I lived through many scenarios in my head, they’d usually come to me as I’d lay in bed trying to fall asleep. A recurring vision was one where he passed and for some reason no one called me and I found out only hours later. This one tormented me because the thought of me happily going about my business while by father was dead was enough to send me straight to the nuthouse. It made me feel… Uncomfortable? Selfish? Bad? A combination of all of these maybe.
Another bad one was that he died in the middle of the night, alone. If there’s one thing my dad hated, it was being alone. While he was in hospital I suffered from feelings of equal parts desperation and rage. Here I was, at work, smiling and talking to my co-workers when my father lay alone in a hospital bed with a total stranger. For 21 hours of the day he was without his family. I’d get in to bed at night and imagine him lying in the ICU bed, uncomfortable and alone. Did he wonder where we were? Did he imagine that we had abandoned him? He was so disoriented that I feared he didn’t comprehend where he was and why he was alone. Did he understand that there was nowhere else I’d rather be than holding his hand? Did he wake up in the middle of the night desperate for his own bed? Probably. And that’s what makes it worse.
One of the better ones was where, by some miracle, he was sent home from the hospital. His death would take place in his home, with him lying on his bed. We’d all be surrounding him and he’d smile, close his eyes and pass. We’d all be gently sobbing, trying to give each other comfort. My mom would’ve been sitting next to him, holding his hand. He’d know that he was surrounded be people who loved him, we would have all said our goodbyes and he would be at peace. Very Hollywood like but still pleasant.
The real thing was completely unlike any of what I had imagined although I must say it was a combination of a lot of the various scenarios I had played in my mind. When I got a phone call in the middle of the night I wasn’t surprised. That part featured a lot in my imagination. While I drove to the hospital I imagined seeing my sisters and my mum there, all slightly hysterical while the doctors fought for my father’s life. It was nothing like that of course. I arrived at his bed, the first of my family and I was alone. He had a team of nurses and his doctor but everything was quiet and hushed, not the chaos I imagined.
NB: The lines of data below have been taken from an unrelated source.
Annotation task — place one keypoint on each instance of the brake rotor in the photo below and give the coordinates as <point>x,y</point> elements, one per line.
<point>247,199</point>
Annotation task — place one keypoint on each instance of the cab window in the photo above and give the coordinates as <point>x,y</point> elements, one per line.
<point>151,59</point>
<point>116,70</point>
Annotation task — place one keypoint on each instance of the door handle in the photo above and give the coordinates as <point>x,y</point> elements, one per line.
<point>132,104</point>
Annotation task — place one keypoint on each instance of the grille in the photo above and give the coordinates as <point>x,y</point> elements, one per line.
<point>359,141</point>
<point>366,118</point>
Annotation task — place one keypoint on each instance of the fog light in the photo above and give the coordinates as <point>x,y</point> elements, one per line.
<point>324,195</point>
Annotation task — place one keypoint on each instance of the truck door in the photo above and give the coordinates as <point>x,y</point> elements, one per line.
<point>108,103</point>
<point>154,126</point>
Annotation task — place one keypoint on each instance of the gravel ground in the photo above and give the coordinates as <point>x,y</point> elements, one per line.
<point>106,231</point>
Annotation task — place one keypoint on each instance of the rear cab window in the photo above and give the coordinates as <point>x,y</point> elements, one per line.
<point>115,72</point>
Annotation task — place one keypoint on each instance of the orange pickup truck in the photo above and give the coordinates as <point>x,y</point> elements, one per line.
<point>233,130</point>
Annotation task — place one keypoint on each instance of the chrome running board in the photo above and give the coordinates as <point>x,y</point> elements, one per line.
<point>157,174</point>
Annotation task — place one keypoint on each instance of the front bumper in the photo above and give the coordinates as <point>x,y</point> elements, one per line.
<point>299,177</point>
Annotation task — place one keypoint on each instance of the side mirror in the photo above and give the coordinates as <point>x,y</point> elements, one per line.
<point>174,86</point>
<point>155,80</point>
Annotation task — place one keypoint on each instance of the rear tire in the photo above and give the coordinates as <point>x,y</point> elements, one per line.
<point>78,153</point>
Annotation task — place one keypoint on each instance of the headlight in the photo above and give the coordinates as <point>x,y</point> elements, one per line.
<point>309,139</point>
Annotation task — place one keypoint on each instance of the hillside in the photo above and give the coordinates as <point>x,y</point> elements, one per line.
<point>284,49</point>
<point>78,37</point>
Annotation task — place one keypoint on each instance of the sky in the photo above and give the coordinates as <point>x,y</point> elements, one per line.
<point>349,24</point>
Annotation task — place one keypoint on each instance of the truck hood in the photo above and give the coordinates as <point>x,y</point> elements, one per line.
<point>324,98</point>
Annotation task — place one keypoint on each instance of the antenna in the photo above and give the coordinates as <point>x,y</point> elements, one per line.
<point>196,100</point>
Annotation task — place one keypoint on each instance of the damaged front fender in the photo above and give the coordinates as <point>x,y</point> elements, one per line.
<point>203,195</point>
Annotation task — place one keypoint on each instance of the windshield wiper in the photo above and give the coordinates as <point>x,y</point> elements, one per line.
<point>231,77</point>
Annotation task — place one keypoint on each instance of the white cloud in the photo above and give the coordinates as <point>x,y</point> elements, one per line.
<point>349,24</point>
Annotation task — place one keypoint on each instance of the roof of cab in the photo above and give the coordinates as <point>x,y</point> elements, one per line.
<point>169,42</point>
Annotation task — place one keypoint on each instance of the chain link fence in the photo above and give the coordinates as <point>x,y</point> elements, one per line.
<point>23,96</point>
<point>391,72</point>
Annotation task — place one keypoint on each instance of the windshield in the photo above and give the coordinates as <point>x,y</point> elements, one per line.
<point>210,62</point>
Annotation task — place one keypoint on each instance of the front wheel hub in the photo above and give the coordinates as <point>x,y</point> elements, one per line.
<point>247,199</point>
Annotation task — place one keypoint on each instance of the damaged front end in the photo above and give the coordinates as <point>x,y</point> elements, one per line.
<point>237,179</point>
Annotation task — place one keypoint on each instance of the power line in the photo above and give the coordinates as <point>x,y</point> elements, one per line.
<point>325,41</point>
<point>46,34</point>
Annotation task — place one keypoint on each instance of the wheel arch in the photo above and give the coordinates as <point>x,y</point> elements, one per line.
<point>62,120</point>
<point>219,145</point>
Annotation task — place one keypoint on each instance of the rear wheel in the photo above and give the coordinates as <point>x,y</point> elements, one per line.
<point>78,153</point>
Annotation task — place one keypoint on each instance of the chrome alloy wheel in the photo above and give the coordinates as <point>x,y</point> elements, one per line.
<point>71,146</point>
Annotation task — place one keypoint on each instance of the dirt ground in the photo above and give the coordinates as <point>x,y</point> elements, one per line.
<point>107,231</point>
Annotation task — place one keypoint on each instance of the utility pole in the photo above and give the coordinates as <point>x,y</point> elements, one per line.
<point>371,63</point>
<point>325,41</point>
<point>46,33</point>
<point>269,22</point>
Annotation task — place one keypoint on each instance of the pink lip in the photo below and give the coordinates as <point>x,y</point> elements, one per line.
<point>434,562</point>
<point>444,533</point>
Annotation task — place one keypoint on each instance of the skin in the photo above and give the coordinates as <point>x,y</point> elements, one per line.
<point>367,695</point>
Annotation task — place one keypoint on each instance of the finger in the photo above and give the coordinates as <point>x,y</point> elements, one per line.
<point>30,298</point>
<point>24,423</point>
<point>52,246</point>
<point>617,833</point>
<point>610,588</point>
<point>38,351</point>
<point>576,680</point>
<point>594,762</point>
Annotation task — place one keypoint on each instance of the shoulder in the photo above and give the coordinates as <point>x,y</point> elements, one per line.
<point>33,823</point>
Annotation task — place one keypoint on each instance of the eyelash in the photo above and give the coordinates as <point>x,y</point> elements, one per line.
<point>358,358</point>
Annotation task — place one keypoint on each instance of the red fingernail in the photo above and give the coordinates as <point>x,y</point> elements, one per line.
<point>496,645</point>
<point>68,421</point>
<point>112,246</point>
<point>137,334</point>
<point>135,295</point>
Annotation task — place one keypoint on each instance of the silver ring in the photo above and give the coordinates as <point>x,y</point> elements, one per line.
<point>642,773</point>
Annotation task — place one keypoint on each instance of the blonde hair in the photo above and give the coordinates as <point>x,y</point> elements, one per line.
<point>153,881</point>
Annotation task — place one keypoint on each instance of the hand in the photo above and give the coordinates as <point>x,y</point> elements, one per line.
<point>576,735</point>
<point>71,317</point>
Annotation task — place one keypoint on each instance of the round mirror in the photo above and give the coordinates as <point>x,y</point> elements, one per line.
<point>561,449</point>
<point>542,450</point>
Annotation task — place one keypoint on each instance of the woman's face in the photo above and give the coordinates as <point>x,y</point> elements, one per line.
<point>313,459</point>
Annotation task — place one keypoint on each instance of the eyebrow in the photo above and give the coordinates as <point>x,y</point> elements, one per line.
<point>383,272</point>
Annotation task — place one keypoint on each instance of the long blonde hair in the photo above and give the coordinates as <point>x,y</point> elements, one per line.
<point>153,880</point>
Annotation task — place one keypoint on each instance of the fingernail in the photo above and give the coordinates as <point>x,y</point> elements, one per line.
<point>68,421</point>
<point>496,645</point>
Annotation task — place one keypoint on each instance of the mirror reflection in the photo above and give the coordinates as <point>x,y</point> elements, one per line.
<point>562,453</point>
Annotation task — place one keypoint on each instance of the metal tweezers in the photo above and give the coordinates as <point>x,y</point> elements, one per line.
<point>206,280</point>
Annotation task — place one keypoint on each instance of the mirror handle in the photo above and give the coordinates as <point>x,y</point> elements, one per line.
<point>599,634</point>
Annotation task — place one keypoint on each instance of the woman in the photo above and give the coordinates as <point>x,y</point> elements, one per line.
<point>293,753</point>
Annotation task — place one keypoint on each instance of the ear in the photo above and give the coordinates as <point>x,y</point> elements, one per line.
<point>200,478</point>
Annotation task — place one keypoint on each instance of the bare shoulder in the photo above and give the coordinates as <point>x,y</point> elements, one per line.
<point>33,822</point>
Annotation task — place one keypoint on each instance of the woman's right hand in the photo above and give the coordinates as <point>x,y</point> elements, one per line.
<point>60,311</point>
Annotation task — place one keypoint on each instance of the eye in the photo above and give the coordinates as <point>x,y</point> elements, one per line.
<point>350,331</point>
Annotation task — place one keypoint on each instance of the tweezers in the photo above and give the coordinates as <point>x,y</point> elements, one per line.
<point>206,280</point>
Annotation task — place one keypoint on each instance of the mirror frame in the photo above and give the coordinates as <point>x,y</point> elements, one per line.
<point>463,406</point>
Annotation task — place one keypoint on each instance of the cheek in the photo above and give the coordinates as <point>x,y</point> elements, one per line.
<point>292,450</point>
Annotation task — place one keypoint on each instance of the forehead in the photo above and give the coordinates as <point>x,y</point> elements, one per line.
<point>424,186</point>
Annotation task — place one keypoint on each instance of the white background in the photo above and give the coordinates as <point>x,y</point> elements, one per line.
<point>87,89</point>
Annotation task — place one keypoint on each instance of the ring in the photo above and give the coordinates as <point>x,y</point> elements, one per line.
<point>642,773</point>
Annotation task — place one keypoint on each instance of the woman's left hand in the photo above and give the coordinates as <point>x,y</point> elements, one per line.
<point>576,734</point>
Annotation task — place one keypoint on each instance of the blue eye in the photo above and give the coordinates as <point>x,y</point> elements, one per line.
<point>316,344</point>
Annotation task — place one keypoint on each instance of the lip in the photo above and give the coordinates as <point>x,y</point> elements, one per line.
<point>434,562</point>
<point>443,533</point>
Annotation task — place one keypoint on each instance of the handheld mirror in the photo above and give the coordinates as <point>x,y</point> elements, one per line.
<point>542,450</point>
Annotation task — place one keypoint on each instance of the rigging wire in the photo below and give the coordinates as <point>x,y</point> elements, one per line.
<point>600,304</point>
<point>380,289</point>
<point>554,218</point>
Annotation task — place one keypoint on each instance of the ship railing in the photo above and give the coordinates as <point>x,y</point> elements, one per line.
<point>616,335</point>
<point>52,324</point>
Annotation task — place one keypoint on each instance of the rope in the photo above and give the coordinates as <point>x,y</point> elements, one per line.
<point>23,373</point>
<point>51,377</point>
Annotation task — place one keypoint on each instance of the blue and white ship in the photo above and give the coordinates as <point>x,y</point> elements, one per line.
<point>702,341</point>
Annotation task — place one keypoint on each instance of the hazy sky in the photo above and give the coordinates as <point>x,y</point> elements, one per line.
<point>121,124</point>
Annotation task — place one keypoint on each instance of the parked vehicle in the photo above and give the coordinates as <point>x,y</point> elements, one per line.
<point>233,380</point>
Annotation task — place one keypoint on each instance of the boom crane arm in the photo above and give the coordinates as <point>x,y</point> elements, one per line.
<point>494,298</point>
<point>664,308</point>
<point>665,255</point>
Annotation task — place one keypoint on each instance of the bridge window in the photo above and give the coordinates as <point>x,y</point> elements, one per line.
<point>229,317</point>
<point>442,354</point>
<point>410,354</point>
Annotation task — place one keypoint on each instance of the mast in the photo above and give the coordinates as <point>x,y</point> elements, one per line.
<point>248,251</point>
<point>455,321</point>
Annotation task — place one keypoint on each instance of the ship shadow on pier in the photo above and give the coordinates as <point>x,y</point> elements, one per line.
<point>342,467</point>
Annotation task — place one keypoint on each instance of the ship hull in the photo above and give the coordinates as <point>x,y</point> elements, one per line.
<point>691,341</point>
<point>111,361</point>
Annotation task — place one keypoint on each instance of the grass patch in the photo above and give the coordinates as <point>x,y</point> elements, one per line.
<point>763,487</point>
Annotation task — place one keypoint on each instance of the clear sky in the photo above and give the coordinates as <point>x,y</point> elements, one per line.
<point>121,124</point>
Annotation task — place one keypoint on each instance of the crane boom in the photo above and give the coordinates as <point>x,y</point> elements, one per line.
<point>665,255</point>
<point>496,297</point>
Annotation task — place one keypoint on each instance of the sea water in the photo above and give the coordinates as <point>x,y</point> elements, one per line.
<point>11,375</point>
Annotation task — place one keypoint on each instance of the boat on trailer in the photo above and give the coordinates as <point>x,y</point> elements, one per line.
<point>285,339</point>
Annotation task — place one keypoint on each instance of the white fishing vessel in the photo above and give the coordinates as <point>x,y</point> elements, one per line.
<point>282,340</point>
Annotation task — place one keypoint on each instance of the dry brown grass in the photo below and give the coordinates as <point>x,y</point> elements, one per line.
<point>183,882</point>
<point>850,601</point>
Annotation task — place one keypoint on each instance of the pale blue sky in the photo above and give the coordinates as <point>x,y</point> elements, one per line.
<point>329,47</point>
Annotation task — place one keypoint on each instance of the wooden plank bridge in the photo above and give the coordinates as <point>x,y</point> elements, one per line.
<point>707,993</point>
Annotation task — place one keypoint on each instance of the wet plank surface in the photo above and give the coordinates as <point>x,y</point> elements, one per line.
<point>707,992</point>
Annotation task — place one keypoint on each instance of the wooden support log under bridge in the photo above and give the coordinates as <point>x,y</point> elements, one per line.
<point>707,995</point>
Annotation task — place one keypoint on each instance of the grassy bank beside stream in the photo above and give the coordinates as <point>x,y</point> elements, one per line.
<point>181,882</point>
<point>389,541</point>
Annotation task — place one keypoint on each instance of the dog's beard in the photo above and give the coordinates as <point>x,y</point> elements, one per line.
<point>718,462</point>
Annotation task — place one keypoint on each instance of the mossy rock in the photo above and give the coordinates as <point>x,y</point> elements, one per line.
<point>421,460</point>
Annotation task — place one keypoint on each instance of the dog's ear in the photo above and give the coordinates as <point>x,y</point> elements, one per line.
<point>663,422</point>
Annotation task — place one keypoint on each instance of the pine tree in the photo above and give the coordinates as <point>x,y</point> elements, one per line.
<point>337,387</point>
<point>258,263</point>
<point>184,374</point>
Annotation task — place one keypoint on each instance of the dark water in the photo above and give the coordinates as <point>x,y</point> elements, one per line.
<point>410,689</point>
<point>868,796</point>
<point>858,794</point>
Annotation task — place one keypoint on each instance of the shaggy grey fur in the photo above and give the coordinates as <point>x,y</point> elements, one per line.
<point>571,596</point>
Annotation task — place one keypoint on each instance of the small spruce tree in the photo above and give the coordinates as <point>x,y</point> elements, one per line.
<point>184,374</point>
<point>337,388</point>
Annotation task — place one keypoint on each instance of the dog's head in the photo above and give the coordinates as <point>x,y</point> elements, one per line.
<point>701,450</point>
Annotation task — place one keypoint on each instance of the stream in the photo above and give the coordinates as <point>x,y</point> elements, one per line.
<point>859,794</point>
The doctor calmly explained that his organs were failing and that things weren’t looking to good. I didn’t burst into tears like I expected. I just took my father’s hand and whispered reassurances to him while waiting for the rest of the family. When they did arrive it was up to me to explain how bad things were. I still didn’t believe it though. Knowing someone is going to die and them actually dieing are two very different feelings.
The morning went by very quickly, each hour lowered his heart rate even more. We didn’t stay by his bedside at every moment which I very much wanted to but I just couldn’t do it. Watching the figures drop was driving me insane and it was also very boring. Plus, a part of me didn’t actually believe he’d die. To my surprise I actually had a nap in the comfort room, who would’ve thought that I could sleep in his last few hours of life? Not me certainly. Turns out I’m an extremely selfish person, not that I’m surprised, I’ve been told that many times.
The doctor came back in the morning, gave him one last check up and confirmed that there was nothing to be done. We had till the end of the day. And yet I still didn’t believe it. I know, I’m a bit thick skulled. After a while we all sat in the waiting room discussing out next course of action. My sisters and aunt would go home to freshen up. My mum needed to eat so she was going downstairs. I decided to stick around, I couldn’t bear to leave him alone. As mum tried to persuade to go get something to eat with her the nurse came and called us.
We calmly walked to my dad’s bed and I looked at his monitor. I quickly called my sisters and told them to hurry back. His heart rate was at 44. The nurse explained, he was on his way out, we needed to say our good byes. I had just enough time to grab his hand and say ‘Dad, I love you, everything is going to be ok’ when his heart stopped. It went from 44 to 25 to 0. Just like that. No stuttering, no drama, no beeps, nothing. His life ended, just like that.
My sisters and aunt walked in about 3 minutes later and they realised that he was gone and that’s when the drama started. The weeping and wailing and crying. I still didn’t believe it though. His body was warm and the ventilator was still on which meant his chest was still gently rising and falling. I could still smell his scent, how could he be dead.
The moment I truly realised that he was no more was when I lifted my head from his pillow, wiped my eyes and felt… nothing. Absolutely nothing. There was no pull anymore. I didn’t feel any need to be near him. I was standing next to a body, just a shell. My Father was no longer there. In that moment I turned and walked away from him bed. It was easy actually. And nothing at all like my fantasies.